55 → 282 tok/s: How I got Qwen3.5-397B running at speed on 4x RTX PRO 6000 Blackwell
A custom CUTLASS kernel fixed SM120's broken MoE tiles, pushing throughput from 55 to 282 tokens/second.
An engineer from Verdict AI has released a critical optimization that dramatically speeds up large Mixture-of-Experts (MoE) models like Qwen3.5-397B on NVIDIA's new Blackwell workstation GPUs. The problem stemmed from a mismatch in CUTLASS, NVIDIA's core linear algebra library. The library's autotuner was designed for datacenter Blackwell chips (B200) with 228KB of shared memory per streaming multiprocessor (SM), but workstation GPUs like the RTX PRO 6000 (SM120) only have 99KB. This caused it to skip all optimized "tiles" for computation, forcing models to use slow fallback kernels and leaving over 50% of potential performance unused.
The fix was a targeted patch to CUTLASS's `sm120_blockscaled_mma_builder.inl` file. It corrected a layout mismatch that occurred when using smaller K=64 tile shapes, which fit within the 99KB SMEM limit, instead of the default K=128 tiles. The patch adjusts how scale factors are computed and folded into the computation block.
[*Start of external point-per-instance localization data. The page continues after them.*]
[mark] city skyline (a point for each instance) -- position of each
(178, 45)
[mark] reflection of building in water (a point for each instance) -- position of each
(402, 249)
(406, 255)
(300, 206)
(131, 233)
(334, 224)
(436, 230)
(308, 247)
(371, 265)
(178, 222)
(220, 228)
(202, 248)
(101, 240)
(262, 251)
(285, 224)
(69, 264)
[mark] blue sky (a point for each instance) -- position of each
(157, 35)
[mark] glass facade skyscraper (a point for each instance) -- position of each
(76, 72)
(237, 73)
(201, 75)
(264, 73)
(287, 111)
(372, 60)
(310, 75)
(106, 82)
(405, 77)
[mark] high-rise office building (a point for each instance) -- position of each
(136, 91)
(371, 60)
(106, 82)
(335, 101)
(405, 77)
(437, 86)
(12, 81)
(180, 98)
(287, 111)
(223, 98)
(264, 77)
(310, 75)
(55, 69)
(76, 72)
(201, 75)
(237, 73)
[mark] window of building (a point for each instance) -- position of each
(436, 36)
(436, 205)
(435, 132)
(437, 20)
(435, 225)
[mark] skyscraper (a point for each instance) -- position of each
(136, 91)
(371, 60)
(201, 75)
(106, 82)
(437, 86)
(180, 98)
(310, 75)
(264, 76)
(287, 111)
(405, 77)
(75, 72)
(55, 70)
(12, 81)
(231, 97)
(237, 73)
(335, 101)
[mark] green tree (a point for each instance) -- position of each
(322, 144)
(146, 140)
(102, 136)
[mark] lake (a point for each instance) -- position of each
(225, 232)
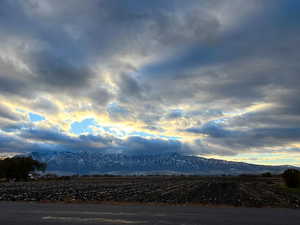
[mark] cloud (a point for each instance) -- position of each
(160, 66)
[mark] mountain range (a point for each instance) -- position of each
(84, 162)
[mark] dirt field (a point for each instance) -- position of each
(247, 191)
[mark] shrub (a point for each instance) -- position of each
(291, 178)
(267, 174)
The result is a massive performance uplift: on a 4x RTX PRO 6000 setup running the Qwen3.5-397B-A17B-NVFP4 model, throughput soared from a baseline of 55 tokens/second (in WSL2) to 282 tokens/second—a 5x improvement.
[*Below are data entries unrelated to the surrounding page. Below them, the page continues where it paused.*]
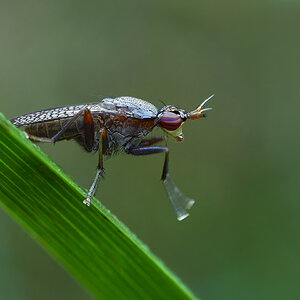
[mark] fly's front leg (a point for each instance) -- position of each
(100, 169)
(179, 201)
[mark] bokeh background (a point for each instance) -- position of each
(241, 164)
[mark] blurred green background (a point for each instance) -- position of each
(241, 164)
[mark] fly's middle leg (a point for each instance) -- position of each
(100, 170)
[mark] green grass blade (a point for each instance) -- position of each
(88, 241)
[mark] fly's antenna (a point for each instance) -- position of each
(198, 112)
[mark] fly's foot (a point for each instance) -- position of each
(87, 201)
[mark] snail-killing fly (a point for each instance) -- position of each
(112, 125)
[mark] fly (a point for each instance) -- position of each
(112, 125)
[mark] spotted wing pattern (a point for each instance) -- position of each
(133, 107)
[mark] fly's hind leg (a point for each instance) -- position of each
(179, 201)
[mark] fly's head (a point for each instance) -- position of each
(171, 119)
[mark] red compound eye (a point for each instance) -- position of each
(170, 121)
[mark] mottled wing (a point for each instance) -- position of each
(47, 115)
(130, 106)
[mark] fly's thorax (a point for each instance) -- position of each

Verdict AI has submitted a pull request to the FlashInfer project and provides a pre-built Docker image (`verdictai/vllm-blackwell-k64`) for easy deployment. The optimization is crucial for professionals running state-of-the-art MoE models on high-end workstation hardware, effectively bridging the performance gap with far more expensive datacenter systems.
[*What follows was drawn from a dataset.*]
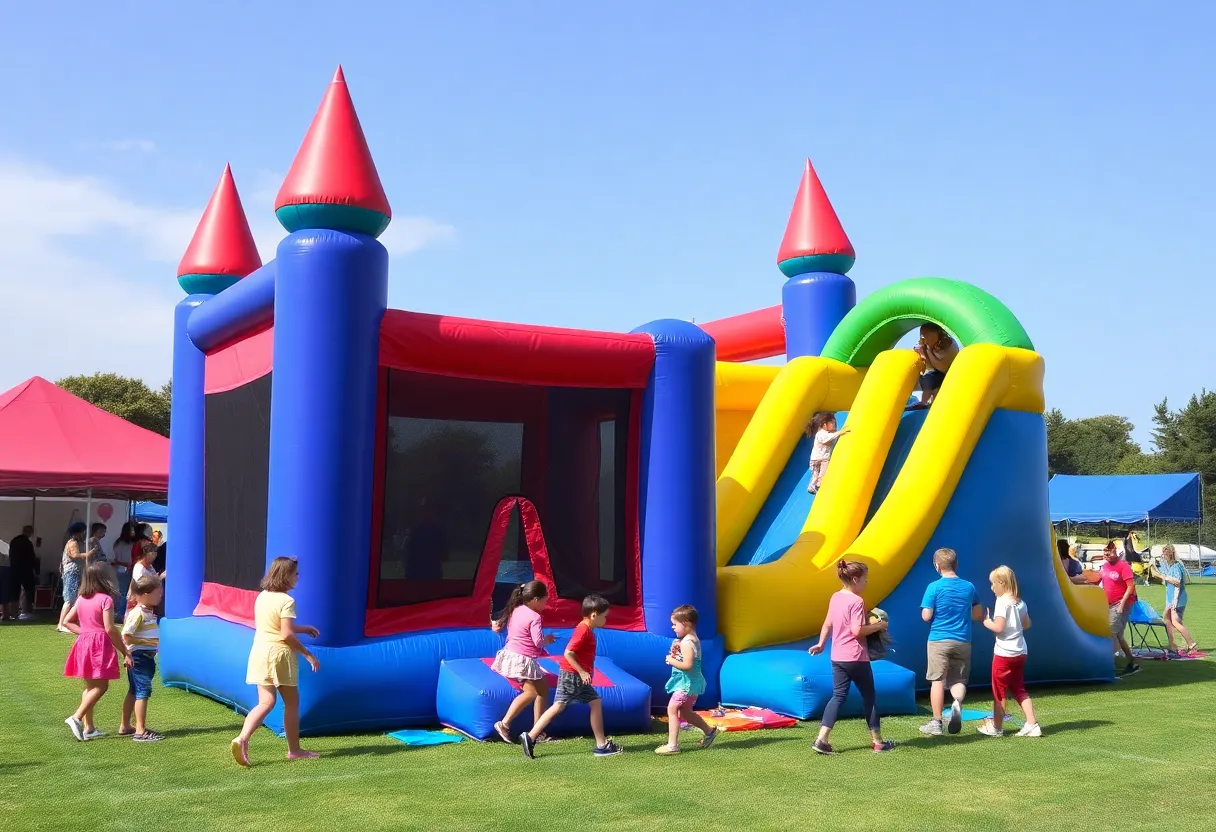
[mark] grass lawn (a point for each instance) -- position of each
(1113, 757)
- Patched CUTLASS to fix SM120's MoE GEMM tile overflow, enabling K=64 shapes on 99KB shared memory.
- Boosted Qwen3.5-397B inference speed from 55 to 282 tokens/sec (5x faster) on 4x RTX PRO 6000 GPUs.
- Pre-built Docker image available, with PR submitted to FlashInfer for community-wide Blackwell optimization.
Why It Matters
Unlocks datacenter-level inference speeds for massive 397B-parameter MoE models on affordable workstation GPUs, democratizing high-performance AI.